A radical new proposal was made recently by the New York State Board of Law
Examiners.
This group is responsible for producing more angst among law students than their
first year contracts exam, where half the class agonizes over whether the offer
had been accepted while the remaining half questioned whether an offer had even
been made.
The board, as its name implies, is responsible for drafting the questions which
appear on the bar exam. However, it is the proposal to rethink the board’s
other function which has caused the current debate: what constitutes a passing
grade?
Until now, if you were taking the bar exam you were required to garner 660
points out of a possible 1,000 to pass. I know some friends who can realize this
is 66 percent while leaving their calculator in the desk drawer. So being
incorrect one third of the time is all that is required be a lawyer. Many of the
legal system’s observers would argue that a lawyer being wrong one third of
the time this is no surprise, unless you work for the IRS free information
hotline where studies have shown incorrect tax advice is given to callers about
50 percent of the time, (in true IRS logic you must still file the 1040
correctly).
The proposal causing quite a debate is that someone subjecting himself to the
bar exam achieves 675 of the possible 1,000 points in order to pass. This is a
mere 15 points over the requirement for the last 20 years. Nevertheless, the
Committee on Legal Education of the City Bar Association (why do New Yorkers
assume everyone knows that “the City” means New York and not Little Rock?)
issued a report calling in question the wisdom of the 15 additional points.
Lawrence Grosberg, chair of the Committee, is quoted as saying, “It’s a race
to the top to make the exam harder because other states are.” This sounds like
testosterone is driving the board to be the meanest and hardest bar exam in the
country. I am a little unclear why a state would seek to win such a race. Then
again, I never knew there was a race.
Fifteen law school deans in New York agree the additional 15 points are a bad
idea. What is clear to me is that this increase may reduce the pass rate from
New York’s law schools. If this occurs then this may have the same effect on
tuition charged incoming law school classes.

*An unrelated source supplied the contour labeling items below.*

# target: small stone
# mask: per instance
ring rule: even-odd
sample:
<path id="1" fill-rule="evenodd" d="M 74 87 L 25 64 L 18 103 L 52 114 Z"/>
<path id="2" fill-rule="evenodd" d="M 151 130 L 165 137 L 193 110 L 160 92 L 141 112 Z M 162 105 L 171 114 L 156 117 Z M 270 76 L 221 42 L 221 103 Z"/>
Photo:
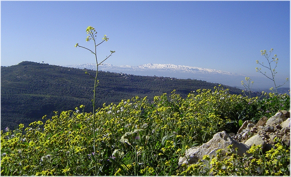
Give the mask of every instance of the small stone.
<path id="1" fill-rule="evenodd" d="M 283 123 L 282 123 L 282 128 L 290 127 L 290 118 L 288 118 L 287 119 L 287 120 L 284 121 Z"/>
<path id="2" fill-rule="evenodd" d="M 256 126 L 258 127 L 259 126 L 264 126 L 266 125 L 266 123 L 268 120 L 268 117 L 266 116 L 263 116 L 260 119 L 257 124 L 255 124 Z"/>
<path id="3" fill-rule="evenodd" d="M 287 118 L 281 112 L 279 112 L 268 119 L 266 124 L 267 126 L 272 126 L 273 124 L 281 124 L 287 119 Z"/>
<path id="4" fill-rule="evenodd" d="M 249 147 L 251 147 L 254 144 L 256 146 L 262 144 L 262 147 L 263 149 L 266 145 L 266 143 L 258 135 L 256 135 L 246 141 L 244 144 Z"/>
<path id="5" fill-rule="evenodd" d="M 280 130 L 282 128 L 281 127 L 281 126 L 280 126 L 280 125 L 279 124 L 276 125 L 276 126 L 275 126 L 275 128 L 277 128 L 277 129 L 280 129 Z"/>
<path id="6" fill-rule="evenodd" d="M 255 124 L 249 124 L 246 126 L 246 129 L 249 130 L 252 127 L 253 127 L 255 126 Z"/>
<path id="7" fill-rule="evenodd" d="M 290 117 L 290 113 L 289 112 L 285 110 L 279 110 L 278 112 L 282 113 L 286 117 Z"/>
<path id="8" fill-rule="evenodd" d="M 246 132 L 245 132 L 242 135 L 242 137 L 243 138 L 245 138 L 248 137 L 248 135 L 249 135 L 249 133 Z"/>
<path id="9" fill-rule="evenodd" d="M 287 146 L 290 146 L 290 135 L 288 135 L 286 134 L 284 135 L 282 137 L 282 142 L 283 142 L 283 144 L 287 144 Z"/>
<path id="10" fill-rule="evenodd" d="M 274 132 L 275 131 L 274 127 L 270 126 L 263 127 L 262 128 L 262 130 L 266 132 Z"/>

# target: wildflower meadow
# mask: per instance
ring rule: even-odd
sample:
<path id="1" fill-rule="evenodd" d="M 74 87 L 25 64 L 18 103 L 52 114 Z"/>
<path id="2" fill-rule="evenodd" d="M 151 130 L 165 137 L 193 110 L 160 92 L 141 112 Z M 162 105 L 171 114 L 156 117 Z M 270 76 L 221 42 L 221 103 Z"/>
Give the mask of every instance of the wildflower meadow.
<path id="1" fill-rule="evenodd" d="M 237 130 L 240 120 L 255 121 L 290 109 L 287 94 L 265 93 L 250 99 L 222 87 L 214 89 L 198 90 L 184 99 L 174 91 L 150 102 L 136 96 L 104 104 L 95 110 L 94 131 L 93 113 L 84 112 L 81 105 L 45 116 L 43 122 L 33 122 L 24 130 L 21 124 L 16 130 L 1 131 L 1 175 L 289 174 L 290 147 L 280 140 L 266 153 L 253 147 L 250 157 L 232 152 L 229 159 L 218 156 L 208 163 L 178 166 L 185 150 L 207 142 L 217 132 Z"/>

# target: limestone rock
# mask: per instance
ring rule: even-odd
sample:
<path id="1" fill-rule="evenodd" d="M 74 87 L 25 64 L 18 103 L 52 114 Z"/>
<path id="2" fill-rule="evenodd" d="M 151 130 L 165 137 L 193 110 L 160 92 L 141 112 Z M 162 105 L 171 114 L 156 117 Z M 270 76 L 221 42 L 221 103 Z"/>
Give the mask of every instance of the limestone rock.
<path id="1" fill-rule="evenodd" d="M 278 112 L 281 113 L 284 115 L 285 117 L 288 118 L 290 118 L 290 112 L 289 111 L 285 110 L 279 110 Z"/>
<path id="2" fill-rule="evenodd" d="M 248 125 L 249 124 L 254 124 L 255 123 L 253 121 L 251 121 L 250 120 L 247 120 L 244 121 L 244 123 L 242 124 L 242 126 L 240 127 L 238 131 L 237 131 L 237 134 L 238 134 L 240 133 L 242 130 L 243 129 L 245 129 L 248 126 Z"/>
<path id="3" fill-rule="evenodd" d="M 266 125 L 272 126 L 273 124 L 281 124 L 287 119 L 287 118 L 282 112 L 279 112 L 268 119 Z"/>
<path id="4" fill-rule="evenodd" d="M 272 126 L 268 126 L 267 127 L 260 126 L 259 127 L 259 130 L 262 130 L 263 131 L 266 132 L 274 132 L 275 131 L 274 127 Z"/>
<path id="5" fill-rule="evenodd" d="M 244 143 L 244 144 L 250 147 L 254 144 L 256 146 L 262 144 L 262 148 L 263 149 L 266 146 L 266 143 L 263 140 L 262 138 L 258 135 L 256 135 L 251 137 Z"/>
<path id="6" fill-rule="evenodd" d="M 287 120 L 284 121 L 283 123 L 282 123 L 282 126 L 281 126 L 282 128 L 290 127 L 290 118 L 288 118 L 287 119 Z"/>
<path id="7" fill-rule="evenodd" d="M 181 157 L 179 159 L 179 165 L 183 163 L 187 165 L 196 163 L 198 160 L 202 160 L 205 155 L 208 155 L 211 158 L 212 155 L 216 155 L 216 151 L 219 149 L 224 149 L 222 152 L 225 154 L 227 152 L 227 147 L 232 144 L 234 150 L 238 148 L 238 154 L 242 156 L 243 156 L 244 153 L 246 153 L 246 151 L 249 149 L 247 145 L 234 140 L 223 131 L 214 135 L 212 139 L 202 145 L 187 149 L 185 151 L 186 157 Z"/>
<path id="8" fill-rule="evenodd" d="M 287 146 L 290 145 L 290 134 L 285 134 L 282 137 L 282 142 L 283 144 L 287 144 Z"/>

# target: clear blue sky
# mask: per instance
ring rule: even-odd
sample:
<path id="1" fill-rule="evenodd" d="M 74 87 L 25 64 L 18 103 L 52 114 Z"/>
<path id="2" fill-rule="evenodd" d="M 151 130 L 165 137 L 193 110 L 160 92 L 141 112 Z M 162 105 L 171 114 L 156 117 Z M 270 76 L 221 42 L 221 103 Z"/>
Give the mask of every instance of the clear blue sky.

Other states have apparently decided to join the race. Florida, for example,
recently raised the requirements to pass the bar.
Other states have decided to
sit this race out. Minnesota bagged its proposal to raise the minimum to pass,
apparently believing Minnesotans do not need lawyers who are right more than two
thirds of the time.
There seems to be some logic exhibited by Minnesota. After all, why should the
standard for getting the right answer on a test to become a lawyer be higher
than the standard for giving the right advice to a client?
Every practicing lawyer knows that for any given question or problem for a
client your advice has a 50 percent chance of being correct. Either the tax code
allows the artwork and Jacuzzi spa as a business deduction or the IRS impounds
your client’s bank account. Either the jury agrees with you and your client or
it chooses to side with the opposition (in which case you either win the appeal
or don’t). Either your client’s spouse will accept the divorce settlement or
she knows about the girlfriend. And so it goes in the practice of law.
Why should taking the test to become a lawyer be more difficult than actual
practice? Flipping a coin gives you a 50-50 shot at the right answer. Heads
means the offer was accepted and tails means it was rejected, unless of course
there was no offer in the first place.